В доме Сушкиных царило то особенное, лихорадочное оживление, какое всегда сопровождало большие выезды. Анна Марковна носилась по комнатам, точно фурия, раздавая приказания, поправляя скатерти, проверяя, достаточно ли накрахмалены манишки Ивана Аполлоновича и не запылилась ли выходная шляпа с перьями. Дуняша, сбиваясь с ног, гладила кружева, чистила серебро, натирала до зеркального блеска маменькины турнюры. Иван Аполлонович, запершись в кабинете, перебирал ордена и мучительно соображал, уместно ли надеть Станислава третьей степени на вечер к купцу, или же это будет сочтено за излишнюю гордость — и, как всегда, ничего не сообразив, махнул рукой и решил положиться на волю Божию и на супругу.
И только Машенька была спокойна.
Она сидела перед зеркалом в своей светёлке и медленно, старательно расчёсывала волосы.

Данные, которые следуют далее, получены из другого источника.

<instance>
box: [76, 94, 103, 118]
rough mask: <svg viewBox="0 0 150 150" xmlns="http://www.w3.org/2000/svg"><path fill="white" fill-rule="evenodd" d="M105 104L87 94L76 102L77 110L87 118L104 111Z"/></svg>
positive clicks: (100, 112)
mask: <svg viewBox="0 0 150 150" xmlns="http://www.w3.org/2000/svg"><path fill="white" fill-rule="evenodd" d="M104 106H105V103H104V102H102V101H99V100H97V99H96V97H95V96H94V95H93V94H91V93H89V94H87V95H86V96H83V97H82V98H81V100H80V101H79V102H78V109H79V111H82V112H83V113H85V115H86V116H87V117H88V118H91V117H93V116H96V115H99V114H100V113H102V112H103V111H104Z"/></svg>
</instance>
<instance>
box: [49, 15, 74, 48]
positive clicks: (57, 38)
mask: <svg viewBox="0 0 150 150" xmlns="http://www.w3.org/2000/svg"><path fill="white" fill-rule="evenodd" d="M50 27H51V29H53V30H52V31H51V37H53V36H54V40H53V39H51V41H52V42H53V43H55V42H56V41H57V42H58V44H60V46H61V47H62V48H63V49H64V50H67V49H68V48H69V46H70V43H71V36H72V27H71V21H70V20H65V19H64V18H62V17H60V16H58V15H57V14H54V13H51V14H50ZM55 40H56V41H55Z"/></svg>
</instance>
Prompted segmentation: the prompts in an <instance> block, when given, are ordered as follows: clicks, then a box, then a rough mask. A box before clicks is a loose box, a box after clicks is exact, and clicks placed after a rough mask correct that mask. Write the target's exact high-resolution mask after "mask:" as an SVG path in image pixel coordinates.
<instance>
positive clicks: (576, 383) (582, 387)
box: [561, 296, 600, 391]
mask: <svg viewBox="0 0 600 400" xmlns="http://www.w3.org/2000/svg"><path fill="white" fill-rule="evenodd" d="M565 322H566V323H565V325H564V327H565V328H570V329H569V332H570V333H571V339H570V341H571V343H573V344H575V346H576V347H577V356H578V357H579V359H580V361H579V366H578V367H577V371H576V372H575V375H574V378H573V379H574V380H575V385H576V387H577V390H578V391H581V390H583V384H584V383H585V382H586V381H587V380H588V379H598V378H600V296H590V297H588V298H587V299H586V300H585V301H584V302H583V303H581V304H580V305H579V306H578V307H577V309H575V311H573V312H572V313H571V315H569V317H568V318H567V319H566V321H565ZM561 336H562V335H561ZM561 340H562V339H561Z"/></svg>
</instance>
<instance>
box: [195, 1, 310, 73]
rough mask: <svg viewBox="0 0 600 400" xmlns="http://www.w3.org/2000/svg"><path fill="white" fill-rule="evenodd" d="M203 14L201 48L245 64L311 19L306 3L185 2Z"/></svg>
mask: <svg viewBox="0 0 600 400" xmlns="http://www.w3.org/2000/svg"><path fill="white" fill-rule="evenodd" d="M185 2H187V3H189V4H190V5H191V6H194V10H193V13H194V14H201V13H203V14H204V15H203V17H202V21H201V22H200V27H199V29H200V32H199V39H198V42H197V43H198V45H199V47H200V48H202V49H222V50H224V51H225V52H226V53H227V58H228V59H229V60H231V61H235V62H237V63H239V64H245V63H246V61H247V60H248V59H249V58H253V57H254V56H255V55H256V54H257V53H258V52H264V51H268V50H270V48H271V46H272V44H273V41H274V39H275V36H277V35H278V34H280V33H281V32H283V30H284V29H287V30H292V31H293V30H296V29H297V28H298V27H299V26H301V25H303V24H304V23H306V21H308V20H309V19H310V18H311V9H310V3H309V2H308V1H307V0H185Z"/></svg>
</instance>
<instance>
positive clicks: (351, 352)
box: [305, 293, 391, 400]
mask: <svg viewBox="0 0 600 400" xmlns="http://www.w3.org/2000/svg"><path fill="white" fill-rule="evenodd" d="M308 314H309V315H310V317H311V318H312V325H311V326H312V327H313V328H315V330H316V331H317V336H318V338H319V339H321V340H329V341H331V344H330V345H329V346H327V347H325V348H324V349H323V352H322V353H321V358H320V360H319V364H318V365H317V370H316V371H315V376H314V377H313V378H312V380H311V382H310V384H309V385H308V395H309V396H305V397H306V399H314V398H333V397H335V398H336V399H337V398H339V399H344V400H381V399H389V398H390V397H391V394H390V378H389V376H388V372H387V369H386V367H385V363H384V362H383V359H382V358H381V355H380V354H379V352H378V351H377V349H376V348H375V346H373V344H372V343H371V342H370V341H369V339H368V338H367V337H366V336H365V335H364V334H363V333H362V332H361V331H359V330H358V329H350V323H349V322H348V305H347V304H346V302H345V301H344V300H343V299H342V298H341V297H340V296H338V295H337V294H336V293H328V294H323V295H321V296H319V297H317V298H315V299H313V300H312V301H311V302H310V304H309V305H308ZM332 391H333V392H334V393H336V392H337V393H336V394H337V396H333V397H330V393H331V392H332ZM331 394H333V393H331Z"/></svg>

Длинные, густые, русые с каштановым отливом, они струились сквозь пальцы, падали на плечи тяжёлой, живой волной, и в этой волне, в этом медленном, ритмичном движении гребня было что-то завораживающее, почти магическое. Она смотрела на своё отражение и не узнавала себя. Та ли это Машенька Сушкина, которая ещё месяц назад капризничала перед зеркалом, бранила портниху за неверно посаженный рукав и томилась от скуки в ожидании очередного бала? Та ли это девочка, которая умела нравиться, не стараясь, не жеманясь, и раздавала свои улыбки в долг, с великою разборчивостью?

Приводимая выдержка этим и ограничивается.